Their last great move to control me was to be maybe a half a year or so after that. I get this amazing call from a guy running legal matters in a software company called “RealWorld Corporation” in New Hampshire. And he tells me how they just found out I was off of scientology staff and they wanted me up there to check out their company. They flew my wife, daughter and I up there (from Pennsylvania) and put on this huge party for us. It was a recruitment party and I was to see many scientologists there, even other exstaff I had worked with in the Guardans Office or the Sea Organization. The president of RealWorld, Larry Byrnes, was an old friend of mine from staff times. And a number of David Miscavige’s family members were working there including his twin sister Denise, his brother Ronnie and his mother Loretta.
Bottom line was I got recruited to be their VP Legal and then over the years became their VP sales and then their CEO and President. In my early weeks there, over my objections, I got talked into becoming an annual member of the new membership group, the “International Association of Scientologists” . And RealWorld lent me the money for that. And over my not-strong-enough objections I get talked into getting back into scientology by going to their “mecca of technical perfection” in Clearwater, Floridato get all “cleaned up”. And again RealWorld lent me the money to do this.

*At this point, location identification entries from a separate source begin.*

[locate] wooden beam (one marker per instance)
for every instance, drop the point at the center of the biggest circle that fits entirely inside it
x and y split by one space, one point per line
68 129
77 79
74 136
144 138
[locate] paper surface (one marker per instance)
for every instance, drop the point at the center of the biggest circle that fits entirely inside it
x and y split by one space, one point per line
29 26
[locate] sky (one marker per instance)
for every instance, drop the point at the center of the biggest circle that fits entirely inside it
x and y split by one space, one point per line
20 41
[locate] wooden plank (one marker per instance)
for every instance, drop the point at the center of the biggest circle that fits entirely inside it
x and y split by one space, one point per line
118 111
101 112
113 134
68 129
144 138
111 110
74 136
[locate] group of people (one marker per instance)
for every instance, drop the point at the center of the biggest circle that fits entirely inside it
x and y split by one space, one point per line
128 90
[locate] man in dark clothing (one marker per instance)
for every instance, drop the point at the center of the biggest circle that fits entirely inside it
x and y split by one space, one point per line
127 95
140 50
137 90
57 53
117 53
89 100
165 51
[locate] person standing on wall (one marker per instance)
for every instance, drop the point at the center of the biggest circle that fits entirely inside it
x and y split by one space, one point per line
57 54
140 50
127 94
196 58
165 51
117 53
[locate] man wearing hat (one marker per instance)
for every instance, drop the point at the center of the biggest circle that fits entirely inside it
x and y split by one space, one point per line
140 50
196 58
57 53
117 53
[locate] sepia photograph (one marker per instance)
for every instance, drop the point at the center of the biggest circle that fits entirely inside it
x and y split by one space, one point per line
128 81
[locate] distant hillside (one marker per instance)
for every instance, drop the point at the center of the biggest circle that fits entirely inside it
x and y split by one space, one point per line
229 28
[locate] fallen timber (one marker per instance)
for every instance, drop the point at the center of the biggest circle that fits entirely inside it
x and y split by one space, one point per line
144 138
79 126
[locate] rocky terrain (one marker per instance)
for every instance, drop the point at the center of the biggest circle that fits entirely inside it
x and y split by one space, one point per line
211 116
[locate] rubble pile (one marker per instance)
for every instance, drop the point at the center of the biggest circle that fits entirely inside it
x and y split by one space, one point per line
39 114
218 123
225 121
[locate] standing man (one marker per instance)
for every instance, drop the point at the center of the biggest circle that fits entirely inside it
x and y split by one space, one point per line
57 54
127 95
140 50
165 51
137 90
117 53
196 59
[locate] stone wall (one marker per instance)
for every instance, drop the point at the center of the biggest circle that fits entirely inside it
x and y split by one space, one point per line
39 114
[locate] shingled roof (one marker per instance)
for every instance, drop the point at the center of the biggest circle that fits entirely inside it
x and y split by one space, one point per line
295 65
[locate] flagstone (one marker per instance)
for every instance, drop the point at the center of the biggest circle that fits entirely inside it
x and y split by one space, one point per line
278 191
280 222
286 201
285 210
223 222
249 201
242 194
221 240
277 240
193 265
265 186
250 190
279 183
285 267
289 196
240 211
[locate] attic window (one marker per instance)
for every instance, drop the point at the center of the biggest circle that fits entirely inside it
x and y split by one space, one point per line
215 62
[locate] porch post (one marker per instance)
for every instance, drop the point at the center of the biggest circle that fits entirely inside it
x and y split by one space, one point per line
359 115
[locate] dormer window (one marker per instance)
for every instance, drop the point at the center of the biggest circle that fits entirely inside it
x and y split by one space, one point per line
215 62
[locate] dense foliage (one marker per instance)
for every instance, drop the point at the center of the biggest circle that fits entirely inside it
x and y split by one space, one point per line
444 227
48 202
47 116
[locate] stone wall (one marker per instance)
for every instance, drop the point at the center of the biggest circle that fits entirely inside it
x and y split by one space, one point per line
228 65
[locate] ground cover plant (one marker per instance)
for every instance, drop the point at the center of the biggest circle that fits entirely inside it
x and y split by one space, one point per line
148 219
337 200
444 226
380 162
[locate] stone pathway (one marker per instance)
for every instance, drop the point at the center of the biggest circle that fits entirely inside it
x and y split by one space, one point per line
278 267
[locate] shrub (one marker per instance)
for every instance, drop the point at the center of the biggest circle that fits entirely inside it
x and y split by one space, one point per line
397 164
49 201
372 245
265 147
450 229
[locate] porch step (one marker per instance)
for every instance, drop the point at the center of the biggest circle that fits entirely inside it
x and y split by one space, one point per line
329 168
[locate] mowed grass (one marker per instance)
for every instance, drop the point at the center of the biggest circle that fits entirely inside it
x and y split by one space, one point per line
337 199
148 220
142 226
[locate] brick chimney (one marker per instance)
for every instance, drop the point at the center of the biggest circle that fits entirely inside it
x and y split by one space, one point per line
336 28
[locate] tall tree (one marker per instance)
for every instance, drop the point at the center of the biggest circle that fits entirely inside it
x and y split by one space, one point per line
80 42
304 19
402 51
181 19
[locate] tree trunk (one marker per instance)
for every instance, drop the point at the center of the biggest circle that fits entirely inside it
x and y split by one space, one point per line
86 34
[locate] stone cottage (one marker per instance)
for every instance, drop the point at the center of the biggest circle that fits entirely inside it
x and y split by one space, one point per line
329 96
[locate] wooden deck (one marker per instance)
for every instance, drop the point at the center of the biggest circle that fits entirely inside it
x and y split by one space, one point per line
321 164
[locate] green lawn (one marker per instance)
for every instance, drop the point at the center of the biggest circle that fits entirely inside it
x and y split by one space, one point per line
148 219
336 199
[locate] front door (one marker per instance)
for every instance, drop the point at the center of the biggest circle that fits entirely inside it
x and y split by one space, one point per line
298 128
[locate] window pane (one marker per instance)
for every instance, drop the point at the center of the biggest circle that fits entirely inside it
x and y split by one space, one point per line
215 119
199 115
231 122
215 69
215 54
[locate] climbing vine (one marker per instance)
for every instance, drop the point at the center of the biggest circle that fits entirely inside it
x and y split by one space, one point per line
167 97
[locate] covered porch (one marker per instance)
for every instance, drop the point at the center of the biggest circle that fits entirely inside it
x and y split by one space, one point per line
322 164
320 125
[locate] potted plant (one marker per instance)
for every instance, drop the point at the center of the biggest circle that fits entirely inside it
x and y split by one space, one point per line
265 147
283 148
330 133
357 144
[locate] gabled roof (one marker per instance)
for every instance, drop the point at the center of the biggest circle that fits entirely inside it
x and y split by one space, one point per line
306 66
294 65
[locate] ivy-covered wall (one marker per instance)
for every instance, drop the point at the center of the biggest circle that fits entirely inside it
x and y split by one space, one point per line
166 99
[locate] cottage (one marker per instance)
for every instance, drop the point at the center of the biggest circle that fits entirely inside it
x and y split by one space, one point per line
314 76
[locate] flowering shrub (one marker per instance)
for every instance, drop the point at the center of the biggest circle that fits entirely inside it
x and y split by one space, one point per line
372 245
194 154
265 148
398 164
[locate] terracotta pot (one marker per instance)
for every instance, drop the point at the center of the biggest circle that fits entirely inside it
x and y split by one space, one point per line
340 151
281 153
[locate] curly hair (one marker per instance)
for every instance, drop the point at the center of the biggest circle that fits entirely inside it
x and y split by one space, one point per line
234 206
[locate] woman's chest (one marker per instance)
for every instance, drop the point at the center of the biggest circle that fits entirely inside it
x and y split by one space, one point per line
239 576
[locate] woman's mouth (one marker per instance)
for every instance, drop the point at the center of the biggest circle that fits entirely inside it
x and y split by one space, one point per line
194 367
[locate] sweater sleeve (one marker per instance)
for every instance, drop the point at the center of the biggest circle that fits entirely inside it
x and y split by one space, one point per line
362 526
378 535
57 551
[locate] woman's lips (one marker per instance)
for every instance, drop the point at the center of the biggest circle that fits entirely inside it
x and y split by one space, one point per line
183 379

And I was to be sucked back into the scientology I was hoping to escape and end up being a “good” public scientologist who gave them hundreds of thousands of dollars. And now I was still to be reminded just how awful I was for being who I was and how right Hubbard was and I fell for it AGAIN. And to add insult to injury, this time I would even pay for the “privilege”of this reminder.
It would not be until years later that I was to find out that the entire matter of me being recruited into RealWorld was an actual moved designed by scientology management to get me back into the fold and make sure I never spoke out.
And when I did start to break away from scientology they would use my daughter who was now on staff and through her they thought they could forever keep me quiet by trying to take advantage of my love of her and hers of me.
But what they did not realize was that my daughter’s love of me and mine of her were in fact stronger than their hold on us.
But through their deception and how they can prey on and take advantage of people of good heart, they did manage to delay my breaking free of them and speaking out for decades. It would take me all that time to work my way out of scientology. And it would take me even longer, the subject of my next postings, to find the courage to even believe I could ever find an inner peace and be myself. And I would have to help a lot of other people before I would be able to help myself.
I would be in a very dark place after I Ieft scientology and struggled through so many wrong turns to believe I could be true to what I really am, justme.